Sunday, God gave a tug on my heart regarding this passage.  You see, my heart attitude is not one of gossip or ill intent towards others.  Not to say that I don't sin in those areas ever (sarcasm and I used to be very close friends), but the hurtful flow from my mouth came in a different form.  It was mostly directed to two precious beings that are the closest to me.

Let me explain. See these two blessings? It is to them that my mouth does not always flow with what my heart truly feels, that they are my blessings, deeply loved and a joy in my life.


God has drawn my heart and my ears to hear the sounds that actually come out of my mouth on a daily basis. And what did I hear?  Not as much love, compassion, patience and kindness as I had thought *hoped*.  Instead, the voice that flowed from my heart sounded a lot like frustration, impatience, and irritation. And not just with my words, but my tone and my body language, too.
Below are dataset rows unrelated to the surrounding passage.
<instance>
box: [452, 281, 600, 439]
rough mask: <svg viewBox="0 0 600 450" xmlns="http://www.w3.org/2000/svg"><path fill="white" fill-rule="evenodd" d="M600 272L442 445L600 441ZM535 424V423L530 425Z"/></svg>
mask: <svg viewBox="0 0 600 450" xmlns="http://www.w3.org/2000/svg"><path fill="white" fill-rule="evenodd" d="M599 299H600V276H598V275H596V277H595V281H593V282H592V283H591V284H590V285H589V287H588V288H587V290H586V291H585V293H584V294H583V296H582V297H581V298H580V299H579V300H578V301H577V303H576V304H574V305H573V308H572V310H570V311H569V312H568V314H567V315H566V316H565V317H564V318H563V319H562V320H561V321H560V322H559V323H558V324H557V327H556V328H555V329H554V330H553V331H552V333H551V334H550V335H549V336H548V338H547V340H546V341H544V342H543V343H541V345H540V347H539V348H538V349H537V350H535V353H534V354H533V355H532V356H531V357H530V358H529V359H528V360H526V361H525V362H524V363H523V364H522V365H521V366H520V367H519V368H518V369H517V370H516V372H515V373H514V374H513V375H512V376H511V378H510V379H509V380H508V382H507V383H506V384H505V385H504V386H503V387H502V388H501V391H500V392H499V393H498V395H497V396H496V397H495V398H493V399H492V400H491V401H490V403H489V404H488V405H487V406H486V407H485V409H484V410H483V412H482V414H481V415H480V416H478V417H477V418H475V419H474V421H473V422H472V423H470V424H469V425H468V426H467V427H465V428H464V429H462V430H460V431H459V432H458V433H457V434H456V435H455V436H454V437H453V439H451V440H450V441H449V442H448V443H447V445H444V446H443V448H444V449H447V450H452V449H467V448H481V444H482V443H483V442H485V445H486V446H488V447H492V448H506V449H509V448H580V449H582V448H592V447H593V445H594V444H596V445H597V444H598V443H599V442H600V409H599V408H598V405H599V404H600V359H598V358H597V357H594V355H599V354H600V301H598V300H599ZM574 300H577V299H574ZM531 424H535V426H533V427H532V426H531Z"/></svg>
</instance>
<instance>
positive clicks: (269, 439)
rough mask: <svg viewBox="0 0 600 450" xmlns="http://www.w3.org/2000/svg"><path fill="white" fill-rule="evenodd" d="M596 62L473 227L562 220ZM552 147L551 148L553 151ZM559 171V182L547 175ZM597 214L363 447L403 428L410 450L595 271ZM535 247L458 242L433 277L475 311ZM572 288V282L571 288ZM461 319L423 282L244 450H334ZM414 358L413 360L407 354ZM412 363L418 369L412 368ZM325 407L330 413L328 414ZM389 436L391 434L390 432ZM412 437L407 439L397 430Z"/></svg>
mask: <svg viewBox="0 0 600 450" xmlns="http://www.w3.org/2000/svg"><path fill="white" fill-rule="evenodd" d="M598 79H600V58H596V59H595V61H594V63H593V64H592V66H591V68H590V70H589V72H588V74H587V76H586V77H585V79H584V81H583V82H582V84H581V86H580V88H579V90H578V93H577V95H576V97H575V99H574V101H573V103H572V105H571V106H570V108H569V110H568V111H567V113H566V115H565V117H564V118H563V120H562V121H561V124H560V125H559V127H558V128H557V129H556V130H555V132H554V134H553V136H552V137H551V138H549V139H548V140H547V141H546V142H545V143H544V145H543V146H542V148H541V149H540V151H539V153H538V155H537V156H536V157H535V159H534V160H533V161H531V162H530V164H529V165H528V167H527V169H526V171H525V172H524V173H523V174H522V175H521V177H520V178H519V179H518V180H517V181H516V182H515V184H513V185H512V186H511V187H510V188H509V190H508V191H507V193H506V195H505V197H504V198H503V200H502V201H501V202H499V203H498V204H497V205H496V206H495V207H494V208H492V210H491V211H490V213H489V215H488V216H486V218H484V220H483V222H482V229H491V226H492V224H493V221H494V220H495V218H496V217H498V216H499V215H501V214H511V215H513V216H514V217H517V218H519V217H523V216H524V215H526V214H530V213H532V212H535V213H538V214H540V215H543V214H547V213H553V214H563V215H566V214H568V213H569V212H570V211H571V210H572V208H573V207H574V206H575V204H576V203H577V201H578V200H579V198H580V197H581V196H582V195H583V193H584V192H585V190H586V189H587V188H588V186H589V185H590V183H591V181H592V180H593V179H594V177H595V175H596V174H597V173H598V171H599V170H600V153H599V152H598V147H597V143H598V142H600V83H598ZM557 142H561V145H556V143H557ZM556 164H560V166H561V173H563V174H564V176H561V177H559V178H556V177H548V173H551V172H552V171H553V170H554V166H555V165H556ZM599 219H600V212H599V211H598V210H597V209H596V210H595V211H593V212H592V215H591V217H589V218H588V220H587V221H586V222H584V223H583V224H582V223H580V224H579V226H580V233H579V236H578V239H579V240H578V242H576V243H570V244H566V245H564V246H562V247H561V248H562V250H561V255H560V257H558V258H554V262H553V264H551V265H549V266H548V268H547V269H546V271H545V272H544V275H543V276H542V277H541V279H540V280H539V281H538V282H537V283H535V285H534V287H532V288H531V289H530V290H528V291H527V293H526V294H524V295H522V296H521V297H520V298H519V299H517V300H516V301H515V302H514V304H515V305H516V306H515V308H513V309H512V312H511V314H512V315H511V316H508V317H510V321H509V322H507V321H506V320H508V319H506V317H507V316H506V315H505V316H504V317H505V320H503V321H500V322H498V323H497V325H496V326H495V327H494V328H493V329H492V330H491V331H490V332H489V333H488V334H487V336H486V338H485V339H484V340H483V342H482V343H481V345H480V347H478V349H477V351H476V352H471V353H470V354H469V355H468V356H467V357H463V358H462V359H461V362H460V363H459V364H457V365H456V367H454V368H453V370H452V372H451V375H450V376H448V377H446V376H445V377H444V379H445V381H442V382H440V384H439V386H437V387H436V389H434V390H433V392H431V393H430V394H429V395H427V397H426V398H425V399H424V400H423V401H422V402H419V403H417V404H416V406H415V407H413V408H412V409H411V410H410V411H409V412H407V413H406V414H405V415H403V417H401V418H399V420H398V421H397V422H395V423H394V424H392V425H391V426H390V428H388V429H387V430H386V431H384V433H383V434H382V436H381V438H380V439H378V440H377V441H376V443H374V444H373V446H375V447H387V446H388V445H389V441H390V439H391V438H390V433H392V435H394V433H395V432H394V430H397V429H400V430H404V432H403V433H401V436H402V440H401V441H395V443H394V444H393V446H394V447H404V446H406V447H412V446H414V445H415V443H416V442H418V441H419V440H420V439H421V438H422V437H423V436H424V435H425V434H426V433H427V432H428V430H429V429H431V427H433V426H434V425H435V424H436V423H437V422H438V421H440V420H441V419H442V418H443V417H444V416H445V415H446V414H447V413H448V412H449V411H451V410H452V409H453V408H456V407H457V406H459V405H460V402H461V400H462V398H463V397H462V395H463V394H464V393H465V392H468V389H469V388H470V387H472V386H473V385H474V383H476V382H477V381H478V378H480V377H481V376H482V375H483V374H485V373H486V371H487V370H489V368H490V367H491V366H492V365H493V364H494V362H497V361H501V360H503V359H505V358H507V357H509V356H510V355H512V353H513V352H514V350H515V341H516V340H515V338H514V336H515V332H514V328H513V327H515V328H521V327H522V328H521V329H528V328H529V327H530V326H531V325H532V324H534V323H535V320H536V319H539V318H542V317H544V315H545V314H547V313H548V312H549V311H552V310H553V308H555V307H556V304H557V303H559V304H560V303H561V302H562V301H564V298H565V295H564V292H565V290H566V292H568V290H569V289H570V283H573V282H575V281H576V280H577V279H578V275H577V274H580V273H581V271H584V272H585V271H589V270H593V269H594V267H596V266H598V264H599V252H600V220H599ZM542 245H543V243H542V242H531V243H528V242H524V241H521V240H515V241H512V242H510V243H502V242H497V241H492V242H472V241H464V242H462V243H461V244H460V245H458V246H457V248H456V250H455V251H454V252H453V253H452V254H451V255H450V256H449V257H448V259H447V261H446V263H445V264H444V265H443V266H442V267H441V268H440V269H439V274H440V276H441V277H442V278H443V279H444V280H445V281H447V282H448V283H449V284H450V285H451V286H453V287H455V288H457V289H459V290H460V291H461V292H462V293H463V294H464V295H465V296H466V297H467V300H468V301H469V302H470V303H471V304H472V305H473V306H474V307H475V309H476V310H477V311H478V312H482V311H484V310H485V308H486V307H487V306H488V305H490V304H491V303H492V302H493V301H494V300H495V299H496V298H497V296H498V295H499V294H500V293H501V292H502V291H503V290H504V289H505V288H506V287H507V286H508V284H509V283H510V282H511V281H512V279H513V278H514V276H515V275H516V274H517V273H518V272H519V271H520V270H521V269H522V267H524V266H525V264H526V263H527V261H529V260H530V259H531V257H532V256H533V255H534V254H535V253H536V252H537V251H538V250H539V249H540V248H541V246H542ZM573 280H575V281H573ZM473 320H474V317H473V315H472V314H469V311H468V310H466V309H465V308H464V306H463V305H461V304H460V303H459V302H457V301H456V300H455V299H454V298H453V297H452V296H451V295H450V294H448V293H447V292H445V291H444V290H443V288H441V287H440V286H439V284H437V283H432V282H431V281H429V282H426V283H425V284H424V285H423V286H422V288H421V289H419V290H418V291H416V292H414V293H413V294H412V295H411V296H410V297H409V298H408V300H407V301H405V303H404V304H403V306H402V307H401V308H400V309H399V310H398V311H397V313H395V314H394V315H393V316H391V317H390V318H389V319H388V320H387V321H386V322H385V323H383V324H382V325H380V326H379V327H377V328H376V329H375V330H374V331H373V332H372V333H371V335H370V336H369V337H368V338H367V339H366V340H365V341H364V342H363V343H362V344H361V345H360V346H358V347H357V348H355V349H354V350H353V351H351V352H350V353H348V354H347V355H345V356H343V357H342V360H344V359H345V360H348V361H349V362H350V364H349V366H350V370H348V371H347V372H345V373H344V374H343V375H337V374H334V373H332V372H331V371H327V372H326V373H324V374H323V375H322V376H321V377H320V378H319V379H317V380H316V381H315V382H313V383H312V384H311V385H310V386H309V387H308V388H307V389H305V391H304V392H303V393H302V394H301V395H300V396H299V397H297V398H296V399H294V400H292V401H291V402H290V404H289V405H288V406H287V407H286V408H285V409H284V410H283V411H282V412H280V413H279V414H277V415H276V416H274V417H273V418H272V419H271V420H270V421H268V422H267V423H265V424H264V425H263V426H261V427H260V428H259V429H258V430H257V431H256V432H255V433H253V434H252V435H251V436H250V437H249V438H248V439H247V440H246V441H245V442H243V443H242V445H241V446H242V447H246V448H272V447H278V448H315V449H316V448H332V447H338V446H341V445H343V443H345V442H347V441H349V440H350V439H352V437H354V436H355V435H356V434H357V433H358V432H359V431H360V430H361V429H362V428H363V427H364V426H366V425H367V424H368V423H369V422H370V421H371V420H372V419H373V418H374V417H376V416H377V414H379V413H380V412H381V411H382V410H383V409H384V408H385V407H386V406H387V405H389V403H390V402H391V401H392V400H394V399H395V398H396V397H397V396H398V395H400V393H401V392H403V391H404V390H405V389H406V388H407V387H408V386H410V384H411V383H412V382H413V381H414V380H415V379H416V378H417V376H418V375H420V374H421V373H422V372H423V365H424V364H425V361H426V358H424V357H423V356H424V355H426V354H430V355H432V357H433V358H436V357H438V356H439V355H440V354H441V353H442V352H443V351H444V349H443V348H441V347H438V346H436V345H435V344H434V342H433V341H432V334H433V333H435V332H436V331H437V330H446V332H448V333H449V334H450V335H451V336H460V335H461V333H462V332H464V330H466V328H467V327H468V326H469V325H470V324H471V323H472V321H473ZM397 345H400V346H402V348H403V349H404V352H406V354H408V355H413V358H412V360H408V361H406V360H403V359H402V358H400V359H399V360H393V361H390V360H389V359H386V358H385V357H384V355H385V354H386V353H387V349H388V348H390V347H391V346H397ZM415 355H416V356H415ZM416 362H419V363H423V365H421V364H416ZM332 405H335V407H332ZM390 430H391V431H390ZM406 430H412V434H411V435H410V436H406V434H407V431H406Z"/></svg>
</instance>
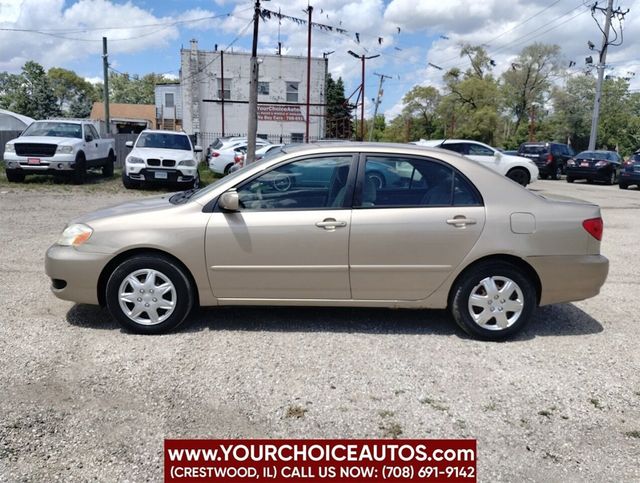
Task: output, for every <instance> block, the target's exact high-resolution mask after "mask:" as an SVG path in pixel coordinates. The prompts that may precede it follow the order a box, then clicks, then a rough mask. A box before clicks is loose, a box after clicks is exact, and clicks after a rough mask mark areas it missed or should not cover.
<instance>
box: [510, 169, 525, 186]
mask: <svg viewBox="0 0 640 483" xmlns="http://www.w3.org/2000/svg"><path fill="white" fill-rule="evenodd" d="M507 178H509V179H512V180H513V181H515V182H516V183H518V184H519V185H522V186H527V185H528V184H529V181H531V176H530V175H529V172H528V171H527V170H526V169H524V168H513V169H512V170H511V171H509V172H508V173H507Z"/></svg>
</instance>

Sometimes I justified it with, "that's the millionth time today I've said that," or "I just didn't get good rest, so I am too tired to deal with that right now."  Justification always, always equals wrong thinking!!!

Train a child in the way he should go, and when he is old, he will not turn from it. Proverbs 22:6

The question I had to ask is what am I teaching them?  That is okay to be impatient and frustrated if you have a good excuse. Not a good lesson to hold onto. With all my heart, I want to teach them about love, about God's grace and mercy, and about His love that is so perfect it never messes up. But how will they hear me?

Love is patient, love is kind. It does not envy, it does not boast, it is not proud. It is not rude, it is not self-seeking, it is not easily angered, it keeps no record of wrongs. Love does not delight in evil but rejoices with the truth. It always protects, always trusts, always hopes, always perseveres. Love never fails.  1 Corinthians 13:4-8

We've all heard it. Christian or not, it has been read and recited countless times.  And how many times has that remained in our hearts?  It used to be when I started feeling frustrated, I would recite it, or pray it and it would help for a little while.  Last week, while in my quiet time, Jerry Bridges talked about this very issue in The Discipline of Grace by Jerry Bridges.  In an effort to make this passage living and active, he changed the verses to action statements (the ones I felt applied to our home are below):

I am patient with you because I love you.
I am kind to you because I love you and want to help you.
I am not rude because I love you and care about your feelings.
I am not easily angered by you because I love you and want to overlook your offenses.
I do not keep a record of your wrongs because I love you, and "love covers a multitude of sins."
Jerry Bridges, The Discipline of Grace, pg 39

That is how I want to love these boys and what I want to be the overflow from my heart. And with the Scripture from Terry, and the reminder of putting 1 Corinthians 13 into practice, I now pray with a heart that deeply desires to change, a heart that wants to please God first, and teach my children about His amazing love! It won't be easy to undo, but I know it is possible. If you see me, keep me accountable, ask how its going, or remind me I'm not alone. I will definitely need it!